Robotic assistance also promises cost savings through reduced instrument trays, shorter operating times, and fewer intra-operative complications such as inadvertent soft-tissue injury [9]. Cumulative robotic experience has shown no negative impact on accuracy of implant positioning, limb alignment, and joint line restoration [13]. As such, increased robotic-assisted TKA would hopefully result in better outcomes and implant survivorship, indirectly circumventing the potential costs incurred for revision surgery.

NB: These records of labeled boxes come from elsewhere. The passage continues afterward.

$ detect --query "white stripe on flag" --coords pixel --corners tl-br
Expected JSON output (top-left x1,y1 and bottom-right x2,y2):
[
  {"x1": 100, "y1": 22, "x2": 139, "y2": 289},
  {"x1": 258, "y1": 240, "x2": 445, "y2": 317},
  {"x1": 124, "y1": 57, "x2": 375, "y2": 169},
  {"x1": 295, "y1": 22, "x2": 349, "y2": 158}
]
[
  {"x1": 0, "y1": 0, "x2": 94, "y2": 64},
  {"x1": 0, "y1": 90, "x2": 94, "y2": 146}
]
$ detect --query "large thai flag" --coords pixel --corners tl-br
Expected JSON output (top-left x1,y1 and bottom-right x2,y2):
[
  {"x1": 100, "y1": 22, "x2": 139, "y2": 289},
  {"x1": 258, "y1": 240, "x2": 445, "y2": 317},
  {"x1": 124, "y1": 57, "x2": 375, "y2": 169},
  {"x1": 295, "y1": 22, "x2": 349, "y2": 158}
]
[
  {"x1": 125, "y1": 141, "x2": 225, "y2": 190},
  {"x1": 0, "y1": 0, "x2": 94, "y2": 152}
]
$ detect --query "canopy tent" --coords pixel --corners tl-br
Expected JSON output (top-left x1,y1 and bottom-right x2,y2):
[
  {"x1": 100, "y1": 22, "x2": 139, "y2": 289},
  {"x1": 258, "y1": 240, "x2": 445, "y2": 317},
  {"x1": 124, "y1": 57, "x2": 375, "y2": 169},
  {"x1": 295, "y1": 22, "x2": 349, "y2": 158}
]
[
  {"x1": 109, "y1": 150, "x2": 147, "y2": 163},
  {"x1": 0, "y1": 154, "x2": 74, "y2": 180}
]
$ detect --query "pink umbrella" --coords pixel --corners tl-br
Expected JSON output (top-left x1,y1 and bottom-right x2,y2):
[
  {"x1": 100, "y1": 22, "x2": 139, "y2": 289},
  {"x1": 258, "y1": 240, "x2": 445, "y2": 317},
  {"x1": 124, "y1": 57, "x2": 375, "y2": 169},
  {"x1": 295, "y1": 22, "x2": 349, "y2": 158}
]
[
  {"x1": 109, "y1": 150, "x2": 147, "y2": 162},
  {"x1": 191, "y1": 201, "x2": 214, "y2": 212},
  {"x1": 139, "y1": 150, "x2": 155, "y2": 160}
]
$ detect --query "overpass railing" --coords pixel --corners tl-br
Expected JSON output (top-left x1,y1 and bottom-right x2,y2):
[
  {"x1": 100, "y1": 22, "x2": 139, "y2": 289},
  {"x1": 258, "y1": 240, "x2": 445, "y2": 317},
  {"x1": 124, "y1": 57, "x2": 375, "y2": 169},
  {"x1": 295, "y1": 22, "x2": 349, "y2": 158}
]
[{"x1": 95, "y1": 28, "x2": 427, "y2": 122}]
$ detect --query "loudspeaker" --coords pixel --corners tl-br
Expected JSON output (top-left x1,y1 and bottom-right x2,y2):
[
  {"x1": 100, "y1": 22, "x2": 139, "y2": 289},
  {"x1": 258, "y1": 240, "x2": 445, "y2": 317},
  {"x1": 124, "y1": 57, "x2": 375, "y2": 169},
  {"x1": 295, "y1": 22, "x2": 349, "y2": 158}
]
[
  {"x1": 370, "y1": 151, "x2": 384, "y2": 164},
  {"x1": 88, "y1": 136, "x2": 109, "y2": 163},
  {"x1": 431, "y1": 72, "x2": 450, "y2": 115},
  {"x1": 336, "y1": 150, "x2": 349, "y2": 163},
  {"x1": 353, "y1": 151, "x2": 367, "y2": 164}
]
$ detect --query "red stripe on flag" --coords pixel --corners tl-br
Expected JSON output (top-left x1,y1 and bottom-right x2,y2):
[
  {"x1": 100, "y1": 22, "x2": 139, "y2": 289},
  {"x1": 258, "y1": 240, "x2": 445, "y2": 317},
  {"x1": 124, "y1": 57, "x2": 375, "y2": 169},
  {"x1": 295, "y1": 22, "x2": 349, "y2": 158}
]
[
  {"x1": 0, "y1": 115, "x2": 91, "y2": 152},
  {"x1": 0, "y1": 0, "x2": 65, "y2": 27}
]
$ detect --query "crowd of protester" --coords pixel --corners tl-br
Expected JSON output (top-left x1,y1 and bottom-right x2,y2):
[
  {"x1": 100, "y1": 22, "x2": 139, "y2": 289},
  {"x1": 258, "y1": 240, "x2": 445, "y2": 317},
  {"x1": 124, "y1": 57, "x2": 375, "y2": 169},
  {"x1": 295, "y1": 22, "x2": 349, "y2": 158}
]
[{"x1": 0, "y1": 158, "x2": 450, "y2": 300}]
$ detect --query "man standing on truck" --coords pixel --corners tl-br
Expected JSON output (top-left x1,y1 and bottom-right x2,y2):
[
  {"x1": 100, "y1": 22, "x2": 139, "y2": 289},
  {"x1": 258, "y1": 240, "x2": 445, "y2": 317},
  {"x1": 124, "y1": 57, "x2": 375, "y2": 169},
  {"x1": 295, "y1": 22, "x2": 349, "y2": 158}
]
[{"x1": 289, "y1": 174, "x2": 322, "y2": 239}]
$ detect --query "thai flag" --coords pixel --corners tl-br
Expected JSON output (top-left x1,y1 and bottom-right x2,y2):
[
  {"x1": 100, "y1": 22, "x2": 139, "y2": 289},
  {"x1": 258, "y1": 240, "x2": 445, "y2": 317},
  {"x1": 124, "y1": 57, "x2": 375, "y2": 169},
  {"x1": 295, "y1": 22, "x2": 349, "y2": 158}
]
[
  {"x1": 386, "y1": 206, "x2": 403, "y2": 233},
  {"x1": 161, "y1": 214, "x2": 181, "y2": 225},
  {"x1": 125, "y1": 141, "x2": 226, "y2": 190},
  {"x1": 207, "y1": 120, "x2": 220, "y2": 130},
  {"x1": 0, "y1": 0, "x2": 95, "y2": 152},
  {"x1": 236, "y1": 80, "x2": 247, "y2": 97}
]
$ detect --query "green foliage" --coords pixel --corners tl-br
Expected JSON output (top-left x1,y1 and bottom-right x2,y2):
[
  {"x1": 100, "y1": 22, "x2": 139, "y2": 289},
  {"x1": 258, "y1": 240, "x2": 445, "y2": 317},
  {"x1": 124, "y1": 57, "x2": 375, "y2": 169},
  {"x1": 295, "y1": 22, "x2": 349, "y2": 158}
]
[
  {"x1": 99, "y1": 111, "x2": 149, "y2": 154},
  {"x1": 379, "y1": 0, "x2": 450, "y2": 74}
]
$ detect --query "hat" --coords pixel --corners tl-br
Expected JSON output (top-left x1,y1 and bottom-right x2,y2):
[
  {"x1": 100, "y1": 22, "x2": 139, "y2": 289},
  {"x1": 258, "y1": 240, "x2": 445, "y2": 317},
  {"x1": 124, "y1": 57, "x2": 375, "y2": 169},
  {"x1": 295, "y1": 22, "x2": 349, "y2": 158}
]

This study is not without limitations. This is a short-term report after 3 months of reviews. While we acknowledge that the short follow-up duration might not be able to fully capture the full extent of patient recovery and complications, we are writing this report to highlight the degree of accuracy and balance control that robotic assistance allows us to achieve and how that translates to good early outcomes thus far. As this is a preliminary report, we are extremely encouraged by the results attained and we will be publishing further studies reporting their long-term outcomes in the future. Next, we did not subject our patients to post-operative long-limb lateral view radiographs. As such, we were unable to ascertain the accuracy of implant positioning in the sagittal plane. We understand that some studies utilize navigation systems to determine accuracy of implant placement; however, their use may incur additional costs and prolong operating room time, factors we sought to minimize for our patients.

Conclusion

Robotic-assisted TKA offers precise control in the accuracy of implant positioning, gap balancing, and attainment of the desired alignment, with significant reduction in the risk of peri-articular soft-tissue trauma, and is resulting in excellent early post-operative outcomes. Future studies with longer follow-up periods are warranted to further elucidate the full extent of benefits of this technology.